Me Denis Gallant, Ad.E.

Me Kim Simard

 

Deslauriers c. R., 500-10-006539-173 (arrêt rendu le 26 mars 2020, disponible sur demande)

Le 26 mars dernier, la Cour d’appel du Québec rendait un arrêt fort attendu dans le milieu policier, soit l’appel du sergent Éric Deslauriers de la Sûreté du Québec d’une décision le déclarant coupable d’homicide involontaire par acte illégal, soit d’avoir intentionnellement déchargé son arme à feu sans se soucier de la vie ou de la sécurité d’autrui et de négligence criminelle causant la mort.

Les évènements tragiques ayant donné lieu aux accusations se sont produits au mois de janvier 2014, lorsque le sergent Deslauriers, dans l’exercice de ses fonctions, est sur le point d’intercepter le conducteur d’un véhicule volé à Sainte-Adèle. Après avoir localisé le véhicule volé, le sergent Deslauriers est sorti de son véhicule de patrouille afin d’intercepter le jeune conducteur avec son arme de service pointée vers le sol à un angle de 45 degrés. Le conducteur fait vrombir son moteur à trois ou quatres reprises en fixant le sergent Deslauriers d’un air narquois. Le sergent s’approche ensuite du véhicule après avoir sommé son conducteur de montrer ses mains, ce dernier s’exécutant de manière équivoque. Alors que le sergent Deslauriers se trouve à une quinzaine de pieds du véhicule, le conducteur appuie à fond sur l’accélérateur en sa direction. Craignant pour sa vie, le sergent fait feu en sa direction à deux reprises. Le deuxième coup de feu s’est avéré mortel pour le conducteur.

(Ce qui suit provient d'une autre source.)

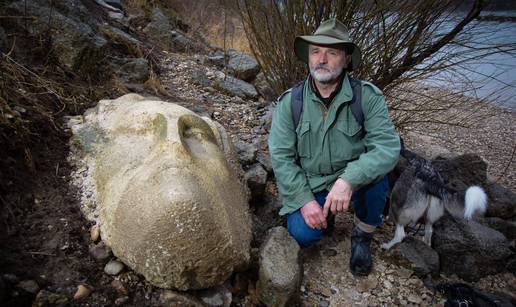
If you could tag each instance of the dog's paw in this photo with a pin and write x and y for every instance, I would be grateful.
(386, 246)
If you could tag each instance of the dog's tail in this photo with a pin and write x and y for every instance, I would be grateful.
(475, 201)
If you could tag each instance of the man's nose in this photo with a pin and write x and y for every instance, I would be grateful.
(323, 59)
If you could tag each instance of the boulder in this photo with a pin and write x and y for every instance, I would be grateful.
(243, 66)
(507, 228)
(417, 256)
(502, 202)
(236, 87)
(168, 197)
(217, 58)
(159, 29)
(266, 216)
(280, 270)
(256, 178)
(199, 76)
(75, 44)
(469, 249)
(121, 39)
(246, 152)
(462, 171)
(134, 70)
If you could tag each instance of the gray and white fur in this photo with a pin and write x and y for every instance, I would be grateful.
(420, 193)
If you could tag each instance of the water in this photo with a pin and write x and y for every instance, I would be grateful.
(492, 76)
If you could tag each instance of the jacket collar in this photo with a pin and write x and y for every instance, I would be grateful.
(343, 95)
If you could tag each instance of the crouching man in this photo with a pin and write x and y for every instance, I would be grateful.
(332, 143)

A) Le jugement de la majorité

Avant d’entreprendre son analyse des moyens d’appel, le juge Chamberland revient sur l’intention criminelle requise pour les infractions d’homicide involontaire coupable en ayant déchargé intentionnellement une arme à feu et de négligence criminelle causant la mort. Le juge Chamberland laisse en suspens la question de savoir si l’insouciance comme forme d’intention requise revêt une composante objective, comme le plaide l’appelant. Pour le juge, cette question n’a pas à être tranchée puisque le volet objectif, soit que la conduite de l’accusé se justifie eu égard aux circonstances, sera presque toujours analysée lorsqu’il présente un moyen de défense fondé sur la légitime défense ou sur l’emploi nécessaire de la force dans l’application de la loi. Il faudra attendre à un autre moment pour avoir une réponse claire de la Cour à ce sujet.

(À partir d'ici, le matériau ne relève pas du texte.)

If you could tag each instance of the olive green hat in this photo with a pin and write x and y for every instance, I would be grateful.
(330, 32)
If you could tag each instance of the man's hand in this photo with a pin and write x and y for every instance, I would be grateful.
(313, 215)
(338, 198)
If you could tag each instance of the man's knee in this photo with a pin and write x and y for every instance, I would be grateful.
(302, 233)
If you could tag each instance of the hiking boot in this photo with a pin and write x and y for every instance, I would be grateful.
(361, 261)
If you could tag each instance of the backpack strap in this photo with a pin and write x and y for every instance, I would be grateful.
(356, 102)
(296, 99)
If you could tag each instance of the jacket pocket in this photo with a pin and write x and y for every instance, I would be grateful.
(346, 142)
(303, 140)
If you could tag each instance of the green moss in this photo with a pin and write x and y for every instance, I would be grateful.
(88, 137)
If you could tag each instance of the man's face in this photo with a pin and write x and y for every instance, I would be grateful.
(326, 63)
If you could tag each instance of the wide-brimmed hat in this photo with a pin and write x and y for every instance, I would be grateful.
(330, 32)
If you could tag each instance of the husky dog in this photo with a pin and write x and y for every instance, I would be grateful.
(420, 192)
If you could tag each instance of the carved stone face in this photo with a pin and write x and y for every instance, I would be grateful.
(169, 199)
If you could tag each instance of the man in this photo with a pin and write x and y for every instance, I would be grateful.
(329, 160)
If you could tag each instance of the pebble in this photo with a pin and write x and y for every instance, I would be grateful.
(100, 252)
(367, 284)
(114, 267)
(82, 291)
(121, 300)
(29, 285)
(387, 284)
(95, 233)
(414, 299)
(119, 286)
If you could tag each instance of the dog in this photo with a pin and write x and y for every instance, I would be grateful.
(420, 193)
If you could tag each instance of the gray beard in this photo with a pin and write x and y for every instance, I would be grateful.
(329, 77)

Sur l’infraction de négligence criminelle, la Cour rappelle que l’intention requise exige la preuve que le comportement de l’accusé constitue un écart marqué et important par rapport à celui qu’aurait adopté une personne raisonnable. Il est intéressant de noter qu’il s’agit ici du premier cas d’application par notre Cour d’appel des enseignements de la Cour suprême dans l’arrêt Javanmardi à un policier faisant l’objet d’accusations de négligence dans l’exercice de ses fonctions. Dans ce cas, le juge Chamberland est catégorique à l’effet que la norme applicable aux infractions de négligence est celle du policier raisonnable placé dans les mêmes circonstances. Finalement, le juge Chamberland fait la revue des deux moyens de défense présentés par le sergent Deslauriers à son procès, soit la légitime défense et l’emploi nécessaire de la force dans l’application de la loi.

Sur les six moyens d’appel présentés par l’appelant, la majorité de la Cour en retient trois qui commandent la tenue d’un nouveau procès.

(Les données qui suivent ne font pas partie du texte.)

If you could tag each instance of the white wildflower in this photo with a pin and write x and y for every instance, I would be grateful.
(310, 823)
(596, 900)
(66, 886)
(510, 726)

i)La divulgation de la preuve relative au comportement du conducteur

Le juge Chamberland détermine que la juge de première instance a erré en droit en refusant la divulgation de documents en lien avec trois enquêtes criminelles impliquant le conducteur (introduction par effraction dans un commerce en avril 2013, homicide en février 2012 et vol en octobre 2012. Ces documents satisfont au premier test de l’arrêt O’Connor, puisqu’ils sont vraisemblablement pertinents pour démontrer que le conducteur avait une propension à la violence (ou à l’insubordination).

ii) L’appréciation de la preuve

Le juge Chamberland estime que la juge de première instance a tiré des conclusions de fait déraisonnables qui sont incompatibles avec la preuve. Par exemple, sur la question cruciale de savoir à quel moment l’appelant a mis le conducteur en joue ou, encore, celle de savoir si le véhicule fonce sur lui, ou non.

iii)La preuve d’expert

Lors de son procès, l’appelant a témoigné et a fait entendre deux témoins experts : un expert en reconstitution ainsi que monsieur Bruno Poulin, expert en emploi de la force et en intervention policière de l’École nationale de police du Québec (ENPQ).

Au terme de son témoignage, l’expert Poulin a donné son opinion à l’effet que, quoi que l’intervention ne fût pas parfaite, celle-ci était conforme avec l’enseignement prodigué par l’ENPQ.

La juge de première instance n’a pas retenu les conclusions de l’expert Poulin au motif d’absence de pertinence dans le contexte d’une poursuite criminelle et de partialité. Selon la juge Roy, le document « Modèle national de l’emploi de la force », émanant de l’ENPQ a « très peu de valeur probante »[1]. Enfin, la juge considère que « la finale de l’interrogatoire principal [de l’expert] se veut d’un biais étonnant et sans limites »[2].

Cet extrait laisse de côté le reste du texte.